The Government’s second contention' — ■ that Congress intended to expand the number of aggravated felonies — is irrelevant. My interpretation does not narrow the number of aggravated felonies; I simply propose that we apply the test found in the subsection specifically discussing crimes relating to forgery. Indeed, by many measures this is an easier test for the Secretary, as it removes the high minimum loss requirement and permits removal for relatively short sentences. Moreover, the legislative history is equally plain that Congress intended the 1996 amendment “to ensure that only the most serious crimes, or the more serious convictions of lesser crimes, render the alien deportable.” See H.R.Rep. No. 104-22, at 7 (1996). Accordingly, that Congress may have intended to increase the number of aggravated felonies does nothing to help us resolve whether Bobb’s crime is sufficiently serious to warrant removal.

In sum, I simply cannot escape the eommonsense conclusion that Congress intended subsection (R) — the only classification that specifically mentions the crime of forgery — rather than subsection (M)(i), which does not mention it, to apply to the crime of forgery. Moreover, although I conclude that there is no ambiguity in subsection (R), to the extent that one might so view it, I would apply the “ ‘longstanding principle of construing any lingering ambiguities in deportation statutes in favor of the alien.’ ” Ki Se Lee, 368 F.3d at 225 (quoting INS v. Cardoza-Fonseca, 480 U.S. 421, 449, 107 S.Ct. 1207, 94 L.Ed.2d 434 (1987)).

Whether this result would constitute an “implied repeal” of subsection (M)(i), as the Government suggests, is purely a question of semantics. I am not suggesting that subsection (M)(i) would not apply if Bobb’s crime were not covered by subsection (R). What I am suggesting is that, in determining whether a crime is an aggravated felony, we should — to carry out Congress’s intent — apply the most analogous aggravated felony classification, to the extent that there is one.

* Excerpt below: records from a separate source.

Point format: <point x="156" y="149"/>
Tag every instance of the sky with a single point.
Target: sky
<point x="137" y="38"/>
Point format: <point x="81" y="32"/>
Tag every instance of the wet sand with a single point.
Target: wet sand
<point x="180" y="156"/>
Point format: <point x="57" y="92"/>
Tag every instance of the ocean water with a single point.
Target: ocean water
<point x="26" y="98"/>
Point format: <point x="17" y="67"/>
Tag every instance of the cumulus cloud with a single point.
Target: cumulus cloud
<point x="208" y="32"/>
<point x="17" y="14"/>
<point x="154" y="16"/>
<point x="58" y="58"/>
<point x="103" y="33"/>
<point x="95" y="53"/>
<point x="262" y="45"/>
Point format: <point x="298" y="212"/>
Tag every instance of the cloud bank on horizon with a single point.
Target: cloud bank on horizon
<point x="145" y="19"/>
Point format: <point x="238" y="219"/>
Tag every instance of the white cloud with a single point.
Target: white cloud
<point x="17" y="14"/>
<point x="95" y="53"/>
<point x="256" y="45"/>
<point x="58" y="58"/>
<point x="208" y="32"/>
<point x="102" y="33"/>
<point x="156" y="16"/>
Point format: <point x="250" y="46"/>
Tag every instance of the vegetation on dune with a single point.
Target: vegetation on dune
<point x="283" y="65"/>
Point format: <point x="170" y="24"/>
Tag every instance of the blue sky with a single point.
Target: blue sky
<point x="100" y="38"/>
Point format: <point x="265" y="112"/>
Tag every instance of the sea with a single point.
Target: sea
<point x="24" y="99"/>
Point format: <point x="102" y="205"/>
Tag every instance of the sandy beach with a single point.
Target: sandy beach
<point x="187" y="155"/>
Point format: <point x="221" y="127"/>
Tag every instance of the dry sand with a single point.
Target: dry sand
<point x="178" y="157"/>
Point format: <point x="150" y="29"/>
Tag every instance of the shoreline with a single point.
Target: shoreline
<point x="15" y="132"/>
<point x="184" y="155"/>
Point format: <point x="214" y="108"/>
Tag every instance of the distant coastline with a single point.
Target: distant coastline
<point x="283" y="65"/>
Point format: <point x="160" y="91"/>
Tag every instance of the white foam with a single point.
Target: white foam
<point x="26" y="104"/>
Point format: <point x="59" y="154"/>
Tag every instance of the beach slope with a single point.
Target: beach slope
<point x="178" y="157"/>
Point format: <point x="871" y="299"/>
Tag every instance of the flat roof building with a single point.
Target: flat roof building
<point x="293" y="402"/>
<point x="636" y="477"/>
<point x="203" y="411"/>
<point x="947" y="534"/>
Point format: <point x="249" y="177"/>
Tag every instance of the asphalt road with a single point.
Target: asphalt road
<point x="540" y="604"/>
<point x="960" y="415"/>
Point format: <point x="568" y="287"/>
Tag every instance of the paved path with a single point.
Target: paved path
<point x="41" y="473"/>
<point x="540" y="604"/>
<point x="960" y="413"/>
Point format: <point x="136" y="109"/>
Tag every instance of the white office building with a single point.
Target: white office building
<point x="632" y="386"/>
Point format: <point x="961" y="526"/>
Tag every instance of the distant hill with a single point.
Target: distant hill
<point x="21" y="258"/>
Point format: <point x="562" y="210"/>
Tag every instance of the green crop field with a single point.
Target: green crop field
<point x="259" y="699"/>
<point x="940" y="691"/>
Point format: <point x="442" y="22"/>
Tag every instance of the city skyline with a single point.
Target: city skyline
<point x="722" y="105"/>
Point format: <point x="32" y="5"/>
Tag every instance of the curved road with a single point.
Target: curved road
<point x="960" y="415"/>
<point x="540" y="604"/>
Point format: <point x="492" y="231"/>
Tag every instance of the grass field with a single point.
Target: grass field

I would therefore hold that, whatever the practice prior to 1996, forgery is now a removable offense only if it qualifies under the test set forth in subsection (R). I find the majority’s contrary conclusion — that subsection (R) alone should apply to forgery-related crimes that are not exactly forgery while the Secretary can pick between the subsections (M)(i) and (R) when it is a forgery-related crime that is forgery — both counterintuitive and problematic. Perhaps Gertrude Stein said it best: “A rose is a rose is a rose.” A forgery is a forgery is a forgery.

Accordingly, with utmost deference and respect, I dissent. I would grant the petition to review and remand to the BIA with a direction to utilize § 1101(a)(43)(R) in determining whether Alvin Bobb committed an aggravated offense.12

. Although I agree with the majority that Ki Se Lee does not carry the day for Bobb, it is nonetheless supportive. Notably, the majority in Ki Se Lee acknowledges that, at least theoretically, not all instances of tax evasion involve fraud or deceit, stating, rather cryptically: "We have considered the government’s contention that there could be a case where a conviction for tax evasion would not involve fraud or deceit, in which case subsection (M)(ii) would exist simply to catch any cases not covered by subsection (M)(i), but the government has not identified, and we are unable to envision, what that case might be.” Id. at 223. Judge, now Justice, Alito, dissented on this issue, stating:

Neither “fraud” nor "deceit” is mentioned in the statute as a necessary element of tax evasion. The statute applies to the willful attempt "in any manner to evade or defeat any tax imposed by this title or the payment thereof.” 26 U.S.C. § 7201. Likewise, leading cases interpreting this language do not hold that fraud or deceit is an element of the offense....

Id. at 227 (Alito, J., dissenting) (emphasis omitted). It therefore appears that the majority in Ki Se Lee accepted that one classification need not render another wholly superfluous for the more specific to take precedence.

. Because I believe that with the adoption of (R), forgery may no longer be an offense *231under (M)(i), the teachings of Nugent v. Ashcroft, 367 F.3d 162 (3d Cir.2004), are not applicable to this case.